Le premier est son caractère antiéconomique. M. le secrétaire d’État a abordé la question constitutionnelle, ainsi que M. le rapporteur, avec des arguments fouillés. Je n’y reviens pas, mais c’est en effet un élément très important. Quant au seuil proposé par nos collègues du groupe CRC, cela a été dit, il paraît effectivement assez bas.
Autre inconvénient : la technique du reporting ne semble pas avoir fait la preuve de son efficacité. La voie qui a déjà été engagée, celle de la coopération internationale, des échanges d’informations et de la coopération fiscale, paraît plus fructueuse.
Il ne faut pas oublier un certain nombre de situations monopolistiques auxquelles il faudrait s’attaquer. Nos concitoyens ne cesseront sans doute pas facilement d’utiliser des iPhones, de passer des commandes sur Amazon ou de consulter Google du seul fait qu’ils connaîtront la situation fiscale de ces entreprises.
Nous réaffirmons notre objectif de lutter contre la fraude et l’évasion fiscales, mais nous ne partageons pas les moyens proposés dans cette proposition de loi. En conséquence, le groupe UDI-UC ne la votera pas. (Applaudissements sur les travées de l'UDI-UC et du groupe Les Républicains.)
M. le président. La parole est à Mme Patricia Morhet-Richaud. (Applaudissements sur les travées du groupe Les Républicains.)
Mme Patricia Morhet-Richaud. Monsieur le président, monsieur le secrétaire d’État, mes chers collègues, nous sommes réunis aujourd’hui pour examiner la proposition de loi tendant à assurer la transparence financière et fiscale des entreprises à vocation internationale. En tant que membre de la délégation sénatoriale aux entreprises, je suis particulièrement heureuse de pouvoir m’exprimer sur ce texte.
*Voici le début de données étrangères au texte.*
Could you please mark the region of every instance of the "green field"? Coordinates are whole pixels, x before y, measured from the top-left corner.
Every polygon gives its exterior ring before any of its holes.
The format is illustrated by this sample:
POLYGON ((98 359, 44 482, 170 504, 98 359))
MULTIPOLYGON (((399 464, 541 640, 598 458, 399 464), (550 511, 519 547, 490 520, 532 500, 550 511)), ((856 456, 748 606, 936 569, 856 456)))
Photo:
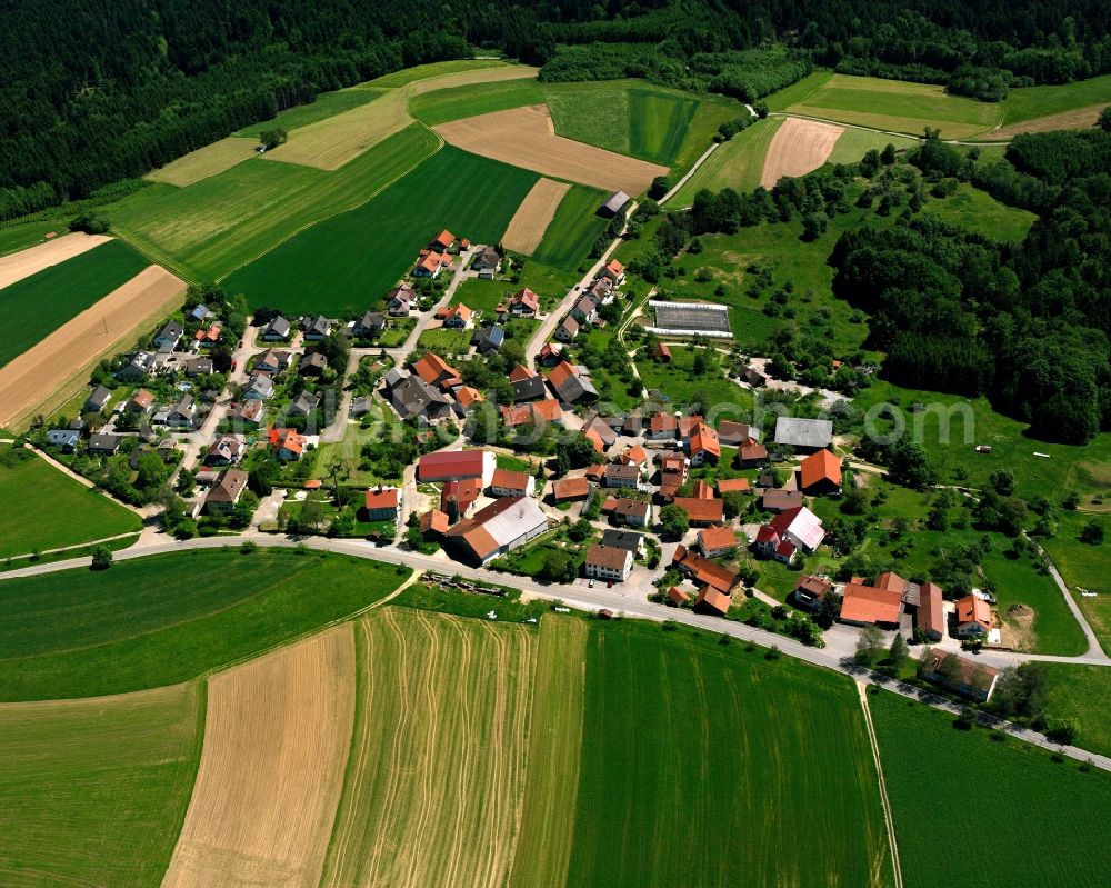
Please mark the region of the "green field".
MULTIPOLYGON (((28 452, 28 451, 22 451, 28 452)), ((0 446, 0 558, 138 531, 130 509, 91 490, 44 459, 16 461, 0 446)))
POLYGON ((404 578, 290 551, 193 550, 0 581, 0 699, 171 685, 348 617, 404 578))
POLYGON ((228 278, 249 305, 292 312, 353 315, 406 273, 441 229, 497 243, 539 177, 442 148, 350 212, 306 229, 228 278))
POLYGON ((1061 86, 1012 89, 1003 100, 1003 126, 1093 104, 1111 104, 1111 74, 1061 86))
POLYGON ((151 186, 108 212, 123 237, 163 265, 214 280, 307 226, 364 203, 438 144, 434 133, 413 124, 334 172, 253 158, 188 188, 151 186))
POLYGON ((698 100, 650 89, 629 91, 629 149, 634 157, 670 166, 687 137, 698 100))
POLYGON ((532 253, 533 258, 553 266, 577 268, 605 230, 605 220, 594 212, 605 197, 593 188, 571 186, 548 223, 543 240, 532 253))
POLYGON ((782 123, 783 118, 771 118, 737 133, 705 159, 687 184, 668 201, 668 206, 689 207, 703 188, 711 191, 732 188, 742 192, 757 188, 763 173, 768 146, 782 123))
POLYGON ((543 88, 536 80, 506 80, 500 83, 471 83, 413 96, 409 100, 409 113, 422 123, 434 127, 450 120, 543 102, 543 88))
POLYGON ((1111 776, 892 694, 869 698, 907 888, 1097 888, 1111 871, 1111 776), (953 810, 964 799, 971 809, 953 810), (962 854, 975 835, 977 854, 962 854))
POLYGON ((131 280, 150 260, 120 240, 93 247, 0 290, 0 367, 131 280))
POLYGON ((241 136, 244 139, 258 139, 259 132, 267 129, 281 128, 284 130, 296 130, 298 127, 306 127, 324 118, 350 111, 352 108, 366 104, 379 96, 381 96, 380 90, 360 88, 322 92, 308 104, 287 108, 284 111, 280 111, 277 117, 260 121, 259 123, 252 123, 250 127, 243 127, 234 134, 241 136))
POLYGON ((833 74, 787 110, 912 136, 935 127, 944 139, 989 130, 1001 116, 999 106, 948 96, 943 87, 849 74, 833 74))
POLYGON ((158 885, 200 759, 203 692, 0 705, 0 881, 158 885))
POLYGON ((918 143, 918 139, 908 139, 905 136, 887 136, 882 132, 849 128, 841 133, 841 138, 833 146, 829 162, 857 163, 873 149, 882 151, 889 144, 893 144, 897 150, 903 150, 913 148, 918 143))
POLYGON ((594 625, 568 885, 891 885, 850 681, 594 625), (821 824, 810 829, 805 825, 821 824))

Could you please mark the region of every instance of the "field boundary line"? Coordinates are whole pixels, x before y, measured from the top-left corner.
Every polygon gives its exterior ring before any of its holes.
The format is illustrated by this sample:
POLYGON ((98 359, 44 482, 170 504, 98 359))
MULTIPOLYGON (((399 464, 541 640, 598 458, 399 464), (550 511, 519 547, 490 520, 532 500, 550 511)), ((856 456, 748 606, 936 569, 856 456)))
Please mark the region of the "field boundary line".
POLYGON ((872 710, 868 706, 868 688, 863 681, 857 681, 857 694, 860 697, 860 708, 864 712, 864 727, 868 729, 868 742, 872 747, 872 759, 875 761, 875 779, 880 787, 880 805, 883 807, 883 824, 888 830, 888 845, 891 848, 891 868, 895 876, 895 888, 903 888, 902 866, 899 862, 899 842, 895 840, 895 822, 891 814, 891 801, 888 799, 888 785, 883 779, 883 764, 880 761, 880 744, 875 739, 875 727, 872 725, 872 710))
MULTIPOLYGON (((424 127, 423 123, 421 123, 421 126, 424 127)), ((337 210, 336 212, 329 213, 328 216, 321 216, 318 219, 313 219, 310 222, 306 222, 304 225, 302 225, 297 230, 291 231, 290 233, 288 233, 281 240, 277 241, 276 243, 271 243, 269 247, 267 247, 258 256, 253 256, 250 259, 248 259, 248 260, 246 260, 243 262, 240 262, 234 268, 226 271, 223 275, 221 275, 219 278, 216 279, 216 282, 220 283, 222 281, 226 281, 228 278, 230 278, 232 275, 234 275, 240 269, 246 268, 247 266, 252 265, 254 262, 258 262, 259 259, 261 259, 263 256, 270 255, 271 252, 273 252, 274 250, 277 250, 279 247, 281 247, 282 245, 284 245, 287 241, 292 240, 293 238, 296 238, 298 235, 300 235, 306 229, 312 228, 314 225, 318 225, 320 222, 327 222, 329 219, 334 219, 337 216, 342 216, 346 212, 353 212, 354 210, 358 210, 360 207, 364 207, 366 204, 370 203, 370 201, 372 201, 374 198, 377 198, 379 194, 381 194, 387 188, 391 188, 392 186, 397 184, 397 182, 398 182, 399 179, 403 179, 404 177, 407 177, 410 172, 412 172, 413 170, 416 170, 421 163, 423 163, 426 160, 428 160, 429 158, 431 158, 436 153, 438 153, 440 151, 440 149, 442 149, 443 146, 446 144, 446 142, 443 141, 443 139, 440 136, 440 133, 436 132, 434 130, 431 130, 430 127, 424 127, 424 129, 430 130, 432 132, 432 134, 436 136, 436 139, 437 139, 437 146, 436 146, 436 148, 433 148, 428 154, 421 157, 416 163, 413 163, 411 167, 409 167, 408 169, 403 170, 402 172, 399 172, 397 176, 394 176, 388 182, 383 182, 374 191, 372 191, 366 198, 363 198, 362 200, 360 200, 358 203, 353 203, 350 207, 344 207, 343 209, 337 210)), ((404 132, 404 130, 400 130, 400 131, 404 132)), ((342 169, 342 167, 340 169, 342 169)), ((339 170, 326 170, 326 172, 329 172, 330 174, 334 174, 334 173, 339 172, 339 170)))

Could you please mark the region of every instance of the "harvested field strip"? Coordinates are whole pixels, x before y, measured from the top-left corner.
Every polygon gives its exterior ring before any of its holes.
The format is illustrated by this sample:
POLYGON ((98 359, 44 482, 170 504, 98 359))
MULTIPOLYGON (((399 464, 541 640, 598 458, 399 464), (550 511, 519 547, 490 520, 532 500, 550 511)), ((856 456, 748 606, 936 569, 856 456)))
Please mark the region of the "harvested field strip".
MULTIPOLYGON (((0 453, 8 449, 0 445, 0 453)), ((24 452, 29 458, 0 462, 0 558, 142 528, 142 520, 130 509, 24 452)))
POLYGON ((0 705, 0 884, 158 885, 200 757, 197 684, 0 705))
POLYGON ((544 176, 640 194, 667 167, 557 136, 546 106, 479 114, 434 128, 451 144, 544 176))
POLYGON ((529 718, 528 784, 508 888, 567 884, 579 791, 589 625, 546 617, 529 718))
POLYGON ((537 174, 444 147, 373 200, 302 231, 227 279, 252 307, 364 311, 444 228, 497 243, 537 174))
POLYGON ((338 172, 252 161, 191 188, 152 186, 117 204, 112 223, 192 279, 216 280, 308 226, 366 203, 440 144, 414 124, 338 172))
POLYGON ((0 258, 0 289, 23 278, 29 278, 31 275, 37 275, 44 268, 80 256, 110 240, 111 238, 107 235, 86 235, 81 231, 74 231, 0 258))
POLYGON ((560 268, 578 268, 605 230, 607 220, 598 214, 598 208, 607 197, 595 188, 572 186, 548 223, 540 246, 533 250, 533 258, 560 268))
POLYGON ((184 281, 151 266, 0 368, 0 426, 19 428, 68 401, 101 357, 180 306, 184 291, 184 281))
POLYGON ((401 608, 358 632, 354 738, 321 885, 500 888, 520 829, 536 632, 401 608))
POLYGON ((162 885, 316 888, 354 721, 343 623, 209 681, 197 785, 162 885))
POLYGON ((735 191, 751 191, 760 184, 768 146, 783 124, 784 118, 773 117, 753 123, 747 130, 718 148, 673 198, 669 207, 689 207, 694 196, 707 188, 720 191, 732 188, 735 191))
POLYGON ((891 874, 851 681, 707 636, 591 626, 568 885, 863 888, 891 874))
POLYGON ((1082 130, 1095 126, 1100 112, 1111 104, 1111 96, 1108 101, 1101 104, 1090 104, 1087 108, 1074 108, 1071 111, 1061 111, 1047 117, 1035 117, 1020 123, 1009 123, 998 130, 985 132, 979 138, 989 141, 1013 139, 1022 132, 1049 132, 1050 130, 1082 130))
POLYGON ((226 172, 237 163, 254 157, 254 144, 243 139, 229 136, 212 144, 190 151, 184 157, 170 161, 164 167, 148 172, 152 182, 164 182, 178 188, 193 184, 210 176, 226 172))
MULTIPOLYGON (((82 241, 71 243, 80 245, 82 241)), ((94 241, 93 246, 97 243, 94 241)), ((8 258, 17 259, 18 256, 20 255, 8 258)), ((44 258, 39 253, 38 261, 44 258)), ((32 260, 32 263, 36 261, 32 260)), ((48 262, 22 280, 9 282, 9 286, 0 290, 0 316, 4 319, 4 336, 0 339, 0 367, 97 300, 103 299, 148 265, 150 262, 127 243, 112 241, 67 261, 59 261, 58 265, 48 262)), ((9 268, 14 270, 16 267, 18 266, 9 268)))
POLYGON ((988 730, 954 730, 953 717, 881 691, 869 698, 894 812, 907 888, 1097 888, 1111 871, 1111 776, 1081 774, 1043 749, 988 730), (970 875, 961 855, 939 854, 967 841, 968 818, 938 817, 937 799, 960 798, 969 775, 975 818, 991 824, 991 865, 970 875), (1051 850, 1047 850, 1051 849, 1051 850))
POLYGON ((517 208, 513 218, 501 242, 510 250, 532 256, 540 246, 544 232, 563 196, 570 190, 567 182, 553 182, 551 179, 538 179, 532 189, 524 196, 521 206, 517 208))
POLYGON ((788 118, 768 147, 760 184, 774 188, 784 176, 805 176, 829 160, 843 127, 788 118))
POLYGON ((0 699, 172 685, 349 619, 407 577, 363 559, 193 550, 0 581, 0 699))

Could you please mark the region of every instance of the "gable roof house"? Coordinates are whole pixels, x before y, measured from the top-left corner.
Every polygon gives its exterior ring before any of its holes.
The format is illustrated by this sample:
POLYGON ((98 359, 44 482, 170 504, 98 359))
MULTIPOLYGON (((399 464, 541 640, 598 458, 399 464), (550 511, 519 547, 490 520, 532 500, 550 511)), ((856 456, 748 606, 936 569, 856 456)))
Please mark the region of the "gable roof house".
POLYGON ((832 440, 833 421, 830 419, 775 418, 775 443, 810 453, 829 447, 832 440))
POLYGON ((210 515, 228 515, 234 510, 236 503, 247 487, 248 475, 239 469, 224 469, 216 483, 204 496, 204 511, 210 515))
POLYGON ((154 333, 154 348, 171 351, 181 341, 184 328, 177 321, 167 321, 162 329, 154 333))
POLYGON ((560 361, 548 373, 548 383, 564 403, 598 400, 598 390, 585 367, 560 361))
POLYGON ((532 292, 532 290, 528 287, 518 290, 513 293, 512 299, 509 300, 510 315, 527 318, 532 317, 539 310, 540 297, 532 292))
POLYGON ((802 460, 799 487, 811 497, 841 492, 841 460, 822 449, 802 460))
POLYGON ((532 497, 502 497, 457 523, 444 539, 468 561, 484 565, 547 529, 548 518, 532 497))

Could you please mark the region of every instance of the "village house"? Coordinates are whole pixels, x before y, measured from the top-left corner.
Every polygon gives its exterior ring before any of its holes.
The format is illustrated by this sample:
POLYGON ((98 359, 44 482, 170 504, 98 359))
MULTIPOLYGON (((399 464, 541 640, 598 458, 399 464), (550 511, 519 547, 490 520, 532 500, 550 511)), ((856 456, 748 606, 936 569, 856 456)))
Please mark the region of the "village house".
POLYGON ((248 475, 239 469, 224 469, 204 496, 204 511, 209 515, 231 515, 247 488, 248 475))
POLYGON ((841 492, 841 460, 829 450, 819 450, 799 466, 799 488, 810 497, 841 492))
POLYGON ((532 497, 502 497, 449 529, 444 539, 468 561, 484 565, 547 529, 548 518, 532 497))
POLYGON ((632 552, 595 543, 587 549, 583 570, 590 579, 623 582, 632 572, 632 552))
POLYGON ((368 521, 397 521, 401 510, 401 490, 397 487, 378 487, 367 491, 363 509, 368 521))
POLYGON ((531 497, 536 489, 537 479, 523 471, 494 469, 490 481, 491 497, 531 497))
POLYGON ((519 318, 531 318, 540 310, 540 297, 528 287, 513 293, 509 300, 509 313, 519 318))

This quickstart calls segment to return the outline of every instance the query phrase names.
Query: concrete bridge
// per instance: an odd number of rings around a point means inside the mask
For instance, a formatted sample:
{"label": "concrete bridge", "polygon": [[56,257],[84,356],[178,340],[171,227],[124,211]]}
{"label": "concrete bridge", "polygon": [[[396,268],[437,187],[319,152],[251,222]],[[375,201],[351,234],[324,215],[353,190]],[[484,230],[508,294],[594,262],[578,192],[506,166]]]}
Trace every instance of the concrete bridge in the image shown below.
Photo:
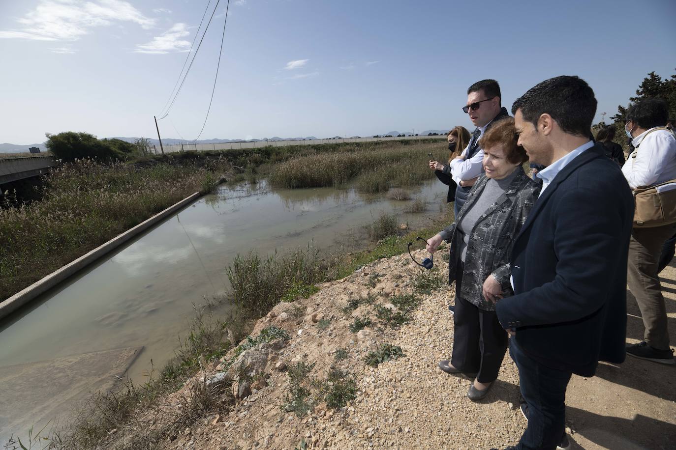
{"label": "concrete bridge", "polygon": [[0,158],[0,186],[47,173],[57,165],[54,157]]}

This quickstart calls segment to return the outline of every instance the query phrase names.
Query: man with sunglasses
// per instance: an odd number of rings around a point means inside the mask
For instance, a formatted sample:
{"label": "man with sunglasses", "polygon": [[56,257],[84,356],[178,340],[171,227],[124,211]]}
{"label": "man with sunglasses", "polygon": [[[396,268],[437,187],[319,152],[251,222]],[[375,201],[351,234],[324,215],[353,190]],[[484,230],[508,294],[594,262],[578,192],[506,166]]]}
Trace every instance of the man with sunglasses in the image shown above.
{"label": "man with sunglasses", "polygon": [[454,205],[456,217],[477,178],[483,173],[483,150],[479,140],[496,121],[509,117],[507,109],[502,107],[501,96],[500,86],[495,80],[482,80],[467,90],[467,105],[462,111],[469,115],[477,129],[462,154],[449,165],[450,175],[458,184]]}

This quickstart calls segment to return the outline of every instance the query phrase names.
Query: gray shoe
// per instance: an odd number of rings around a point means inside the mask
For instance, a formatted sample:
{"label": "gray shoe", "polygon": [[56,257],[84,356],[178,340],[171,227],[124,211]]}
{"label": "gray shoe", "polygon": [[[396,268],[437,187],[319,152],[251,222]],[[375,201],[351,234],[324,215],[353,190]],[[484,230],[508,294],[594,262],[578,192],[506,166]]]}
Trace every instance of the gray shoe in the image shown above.
{"label": "gray shoe", "polygon": [[472,384],[469,385],[469,390],[467,391],[467,397],[472,401],[479,401],[483,399],[493,387],[493,384],[495,384],[495,381],[489,385],[488,387],[484,390],[479,391],[474,387],[474,381],[473,381]]}

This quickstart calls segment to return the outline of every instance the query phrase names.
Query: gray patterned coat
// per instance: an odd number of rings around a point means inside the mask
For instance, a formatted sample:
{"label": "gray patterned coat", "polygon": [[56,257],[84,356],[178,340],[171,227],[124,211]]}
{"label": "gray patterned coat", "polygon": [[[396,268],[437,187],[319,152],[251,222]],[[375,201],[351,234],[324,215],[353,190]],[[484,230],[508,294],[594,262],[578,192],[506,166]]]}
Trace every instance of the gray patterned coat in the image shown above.
{"label": "gray patterned coat", "polygon": [[[526,221],[540,192],[536,184],[520,166],[516,175],[507,190],[482,214],[472,229],[467,245],[460,297],[479,308],[493,311],[496,306],[483,298],[483,282],[493,275],[502,287],[503,297],[514,295],[510,283],[511,271],[509,256],[512,244]],[[460,259],[458,240],[456,232],[458,219],[462,219],[473,205],[489,179],[485,175],[479,178],[469,192],[467,201],[462,205],[456,220],[443,231],[450,246],[449,283],[456,279],[456,264]]]}

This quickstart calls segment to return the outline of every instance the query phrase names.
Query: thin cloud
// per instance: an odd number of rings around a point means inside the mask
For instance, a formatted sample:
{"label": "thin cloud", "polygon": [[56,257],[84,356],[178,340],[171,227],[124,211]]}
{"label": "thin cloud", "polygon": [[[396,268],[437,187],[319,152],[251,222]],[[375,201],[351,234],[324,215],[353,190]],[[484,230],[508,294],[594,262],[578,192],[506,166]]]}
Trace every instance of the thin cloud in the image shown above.
{"label": "thin cloud", "polygon": [[185,24],[174,24],[174,26],[165,31],[160,36],[155,36],[147,44],[139,44],[136,46],[135,53],[151,53],[164,55],[166,53],[188,51],[190,49],[190,42],[182,39],[190,35]]}
{"label": "thin cloud", "polygon": [[35,9],[17,20],[18,30],[0,31],[0,38],[76,40],[91,28],[131,22],[145,29],[155,23],[122,0],[41,0]]}
{"label": "thin cloud", "polygon": [[309,74],[296,74],[290,77],[287,77],[287,80],[299,80],[300,78],[310,78],[319,75],[319,72],[310,72]]}
{"label": "thin cloud", "polygon": [[300,69],[301,67],[307,64],[308,61],[310,61],[310,59],[295,59],[294,61],[289,61],[287,63],[287,66],[284,68],[286,70]]}
{"label": "thin cloud", "polygon": [[64,55],[72,55],[75,53],[75,50],[65,47],[49,49],[49,50],[51,50],[53,53],[62,53]]}

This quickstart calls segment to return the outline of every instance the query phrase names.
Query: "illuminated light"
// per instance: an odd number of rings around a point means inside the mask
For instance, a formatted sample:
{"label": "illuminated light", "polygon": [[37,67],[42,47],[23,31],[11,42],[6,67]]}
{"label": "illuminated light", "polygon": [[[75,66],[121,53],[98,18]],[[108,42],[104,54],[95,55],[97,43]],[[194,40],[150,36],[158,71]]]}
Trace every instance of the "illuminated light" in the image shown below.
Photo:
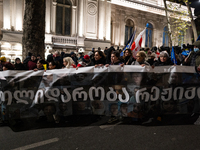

Les conséquences de la crise financière et économique qui secoue notre économie de marché depuis 2008 ont conduit de nombreux États, dont ceux de l’Union européenne, à se saisir de la problématique de l’optimisation fiscale. C’est l’objet de la proposition de loi de notre collègue Éric Bocquet. Il faut dire que certains grands groupes, particulièrement bien organisés, ont fait de ce sujet un axe de développement majeur sur lequel repose leur bonne santé financière.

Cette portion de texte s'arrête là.